Os advogados relataram que entre os 84 existem contratações essenciais, porém existem atividades comuns. “Tem contratação de motorista, auxiliar administrativo, assistente administrativo, analista, entrevistador, que não estão excepcionadas como de urgência e que precisam ser preenchidas automaticamente”, disse Marcelo Brabo.

Segundo o advogado Luciano Guimarães, se confirmada a irregularidade das contratações ocorre um desequilíbrio entre os candidatos. As edições do Diário Oficial disponíveis apresentam contratações feitas durante os meses de julho e agosto.

“O fato que não pode ser ignorado é que, em agosto, o período eleitoral se iniciou no dia 15 e na primeira pesquisa feita e divulgada nos meios de comunicação o candidato Cícero Almeida se apresentava em situação de superioridade, ainda que com margem técnica de empate com Rui Palmeira”, divulgou Luciano Guimarães.

Luciano pontuou que o pedido da ação é que a justiça eleitoral investigue se as contratações tiveram um papel determinante para desequilibrar intenções de voto do eleitor.
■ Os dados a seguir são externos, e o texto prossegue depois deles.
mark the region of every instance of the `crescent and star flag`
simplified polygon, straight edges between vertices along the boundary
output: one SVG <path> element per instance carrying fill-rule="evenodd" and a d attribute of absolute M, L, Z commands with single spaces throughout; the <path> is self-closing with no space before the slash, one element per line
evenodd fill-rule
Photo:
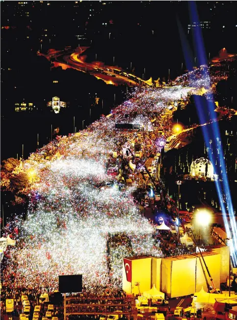
<path fill-rule="evenodd" d="M 46 257 L 47 258 L 47 259 L 48 259 L 48 260 L 51 259 L 51 255 L 50 255 L 50 253 L 48 252 L 48 251 L 47 251 L 47 252 L 46 252 Z"/>
<path fill-rule="evenodd" d="M 132 261 L 131 260 L 123 258 L 123 263 L 126 271 L 126 277 L 127 281 L 129 282 L 132 282 Z"/>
Marcelo Brabo questionou as contratações no setor de Educação para os meses de julho a setembro, já que o ano letivo está com seu segundo semestre em andamento. “Será que o município não viu que havia essa necessidade no início do ano?”, perguntou.
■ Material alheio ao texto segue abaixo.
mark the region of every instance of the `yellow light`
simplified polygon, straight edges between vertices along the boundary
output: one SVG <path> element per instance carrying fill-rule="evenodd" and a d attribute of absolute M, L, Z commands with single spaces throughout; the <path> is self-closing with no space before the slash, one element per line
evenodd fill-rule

“Conseguimos pinçar 84 nomeações, não está descartado a possibilidade dessas nomeações terem efeito quantitativo superior. E 84 nomeações, em princípio, são 84 famílias que estão recebendo emprego num momento em que o país está em crise acentuada, grave. É sobrevivência”, disse Luciano Guimarães.
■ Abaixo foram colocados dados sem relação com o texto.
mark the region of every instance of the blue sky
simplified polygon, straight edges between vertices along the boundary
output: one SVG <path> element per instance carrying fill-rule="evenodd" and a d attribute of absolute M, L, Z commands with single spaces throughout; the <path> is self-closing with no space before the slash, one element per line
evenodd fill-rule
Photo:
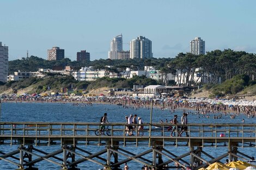
<path fill-rule="evenodd" d="M 47 59 L 53 46 L 76 59 L 87 50 L 91 60 L 107 59 L 111 39 L 121 33 L 123 48 L 143 35 L 154 57 L 189 52 L 195 37 L 206 51 L 230 48 L 256 53 L 256 1 L 1 1 L 0 41 L 9 60 L 29 55 Z"/>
Marcelo Brabo cita que, além das 84 nomeações, foi constatada durante buscas em diversos portais de notícia a convocação para diversos cargos na prefeitura desde o período às vésperas do início da campanha, em junho até durante o período vedado após dois de julho. “Ninguém está acima da lei, nem o prefeito Rui Palmeira. Existe a vedação e não pode ter contratação. A contratação só pode ocorrer nas situações próprias de Saúde e Segurança Pública, nada além disso”, destacou Marcelo.

O advogado Luciano Guimarães afirmou que as consequências dessa ação podem levar a perda do registro de candidatura (cassação) e a imposição de inelegibilidade.